Her research focuses on the political economy of sustainable development, natural resources, and environmental governance. Her primary approach is a community-based perspective of the cross-scalar and multi-level opportunities and barriers to sustainable governance of the environment and natural resources. She has on-going projects in North Carolina, Louisiana, and South Dakota.
Her research in North Carolina focuses on the multi-level and cross-scale dynamics of economic, demographic, and environmental change and the consequences for coastal communities and commercial fisher participation in governance of fisheries and sustainability of habitat.
In Louisiana, her research focuses on the vulnerability, resilience, and adaptation of coastal communities to market forces, climate change, and industrial activities.
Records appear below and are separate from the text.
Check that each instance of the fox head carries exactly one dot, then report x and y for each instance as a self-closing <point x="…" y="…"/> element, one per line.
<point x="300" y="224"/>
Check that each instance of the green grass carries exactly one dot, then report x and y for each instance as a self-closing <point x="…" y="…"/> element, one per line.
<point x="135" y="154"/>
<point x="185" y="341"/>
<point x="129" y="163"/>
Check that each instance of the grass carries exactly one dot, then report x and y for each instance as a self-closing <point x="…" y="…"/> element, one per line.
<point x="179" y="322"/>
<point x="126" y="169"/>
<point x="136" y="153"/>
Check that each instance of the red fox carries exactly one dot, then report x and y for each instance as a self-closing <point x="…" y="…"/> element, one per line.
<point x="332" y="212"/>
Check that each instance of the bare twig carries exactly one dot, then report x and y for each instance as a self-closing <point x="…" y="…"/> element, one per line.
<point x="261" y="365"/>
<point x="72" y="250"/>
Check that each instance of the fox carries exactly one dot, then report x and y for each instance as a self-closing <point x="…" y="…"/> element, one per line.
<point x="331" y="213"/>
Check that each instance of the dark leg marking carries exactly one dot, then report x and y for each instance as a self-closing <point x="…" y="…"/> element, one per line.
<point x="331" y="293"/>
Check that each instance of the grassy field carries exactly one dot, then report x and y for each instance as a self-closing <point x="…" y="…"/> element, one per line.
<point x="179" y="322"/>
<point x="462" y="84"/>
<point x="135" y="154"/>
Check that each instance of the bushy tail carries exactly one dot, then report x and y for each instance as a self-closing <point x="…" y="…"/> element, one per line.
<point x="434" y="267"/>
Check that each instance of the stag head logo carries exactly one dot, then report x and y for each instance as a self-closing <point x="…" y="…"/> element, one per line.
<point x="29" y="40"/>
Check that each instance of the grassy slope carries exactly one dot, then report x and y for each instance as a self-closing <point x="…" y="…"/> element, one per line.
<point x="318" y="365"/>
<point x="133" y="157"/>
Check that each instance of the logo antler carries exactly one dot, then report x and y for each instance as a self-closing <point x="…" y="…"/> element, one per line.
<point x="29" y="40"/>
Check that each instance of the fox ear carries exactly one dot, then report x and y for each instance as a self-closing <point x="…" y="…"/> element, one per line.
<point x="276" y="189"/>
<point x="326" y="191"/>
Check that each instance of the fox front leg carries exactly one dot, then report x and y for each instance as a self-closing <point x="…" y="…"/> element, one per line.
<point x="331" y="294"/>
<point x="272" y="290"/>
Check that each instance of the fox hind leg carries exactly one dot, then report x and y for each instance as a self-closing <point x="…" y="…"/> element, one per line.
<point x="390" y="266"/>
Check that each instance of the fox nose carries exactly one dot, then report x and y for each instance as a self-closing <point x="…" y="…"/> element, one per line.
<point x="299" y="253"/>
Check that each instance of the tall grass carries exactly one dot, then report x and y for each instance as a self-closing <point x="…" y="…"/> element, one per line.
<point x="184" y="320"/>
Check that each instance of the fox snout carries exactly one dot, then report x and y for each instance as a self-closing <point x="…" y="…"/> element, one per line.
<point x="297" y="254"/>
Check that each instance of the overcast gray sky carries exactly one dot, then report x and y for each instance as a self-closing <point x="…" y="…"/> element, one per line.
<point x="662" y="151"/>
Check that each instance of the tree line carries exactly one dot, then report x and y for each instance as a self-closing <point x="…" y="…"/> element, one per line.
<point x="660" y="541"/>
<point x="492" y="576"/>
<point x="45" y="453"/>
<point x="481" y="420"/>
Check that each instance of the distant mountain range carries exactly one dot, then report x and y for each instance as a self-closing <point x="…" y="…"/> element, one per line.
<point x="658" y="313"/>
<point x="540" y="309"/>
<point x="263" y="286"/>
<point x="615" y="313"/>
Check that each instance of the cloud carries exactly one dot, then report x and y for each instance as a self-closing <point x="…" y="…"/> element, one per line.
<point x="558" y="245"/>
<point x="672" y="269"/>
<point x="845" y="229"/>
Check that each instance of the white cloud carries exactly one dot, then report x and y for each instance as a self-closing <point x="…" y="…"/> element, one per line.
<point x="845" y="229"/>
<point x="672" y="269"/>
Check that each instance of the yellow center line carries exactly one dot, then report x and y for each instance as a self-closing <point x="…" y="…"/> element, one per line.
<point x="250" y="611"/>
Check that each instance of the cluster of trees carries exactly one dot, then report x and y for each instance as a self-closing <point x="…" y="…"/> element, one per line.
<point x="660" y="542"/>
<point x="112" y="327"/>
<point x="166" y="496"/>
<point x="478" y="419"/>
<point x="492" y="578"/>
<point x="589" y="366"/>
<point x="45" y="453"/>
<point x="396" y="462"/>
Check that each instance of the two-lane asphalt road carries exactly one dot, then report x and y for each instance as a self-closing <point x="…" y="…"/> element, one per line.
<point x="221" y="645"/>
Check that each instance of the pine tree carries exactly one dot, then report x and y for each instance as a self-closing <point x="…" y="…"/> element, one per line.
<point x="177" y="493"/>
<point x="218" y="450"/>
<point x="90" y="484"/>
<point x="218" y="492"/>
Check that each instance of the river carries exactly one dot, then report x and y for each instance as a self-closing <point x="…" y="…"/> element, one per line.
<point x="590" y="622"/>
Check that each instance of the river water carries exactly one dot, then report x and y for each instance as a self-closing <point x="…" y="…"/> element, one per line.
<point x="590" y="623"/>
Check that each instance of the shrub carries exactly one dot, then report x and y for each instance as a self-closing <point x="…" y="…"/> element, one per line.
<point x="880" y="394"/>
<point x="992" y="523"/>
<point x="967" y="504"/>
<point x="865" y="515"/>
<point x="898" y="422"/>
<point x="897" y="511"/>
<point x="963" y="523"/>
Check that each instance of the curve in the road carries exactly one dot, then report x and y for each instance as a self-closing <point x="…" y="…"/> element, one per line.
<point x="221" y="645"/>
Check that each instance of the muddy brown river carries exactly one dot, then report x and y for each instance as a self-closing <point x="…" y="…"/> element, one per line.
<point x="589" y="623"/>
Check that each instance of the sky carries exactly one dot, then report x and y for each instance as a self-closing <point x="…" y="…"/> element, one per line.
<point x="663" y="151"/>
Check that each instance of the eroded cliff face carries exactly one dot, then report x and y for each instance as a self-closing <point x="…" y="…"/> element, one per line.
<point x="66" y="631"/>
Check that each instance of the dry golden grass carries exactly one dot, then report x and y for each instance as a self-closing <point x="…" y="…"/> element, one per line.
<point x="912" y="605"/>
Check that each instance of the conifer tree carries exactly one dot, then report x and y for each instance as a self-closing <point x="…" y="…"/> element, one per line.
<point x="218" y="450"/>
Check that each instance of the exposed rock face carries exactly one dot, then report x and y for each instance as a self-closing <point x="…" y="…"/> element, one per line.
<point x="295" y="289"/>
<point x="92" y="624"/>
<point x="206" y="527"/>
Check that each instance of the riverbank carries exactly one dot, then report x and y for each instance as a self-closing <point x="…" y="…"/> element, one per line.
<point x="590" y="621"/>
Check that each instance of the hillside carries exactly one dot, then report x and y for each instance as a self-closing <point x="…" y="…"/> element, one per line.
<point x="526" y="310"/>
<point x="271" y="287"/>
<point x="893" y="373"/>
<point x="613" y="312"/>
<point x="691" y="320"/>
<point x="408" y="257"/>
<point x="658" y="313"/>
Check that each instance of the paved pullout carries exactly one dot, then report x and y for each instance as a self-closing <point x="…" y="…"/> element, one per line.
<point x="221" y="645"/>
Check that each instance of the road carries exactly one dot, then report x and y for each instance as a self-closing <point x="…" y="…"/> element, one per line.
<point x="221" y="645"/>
Research projects include the use of boat-to-fork programs to increase community resilience through shortened supply chains for locally produced seafood; a multi-disciplinary study of the conservation potential of private, absentee landowners in the context of increasing intensity of storm surge from rising sea levels and land lost to internal hydrological inundation and external erosion; and, an interdisciplinary, comparative study of the differential risk, vulnerability, and resilience of rural, racially and economically diverse coastal communities.
Her research in South Dakota focuses on governance of the water-energy nexus and the potential for the conservation efforts of recreational user groups to scale up to broader environmental justice outcomes.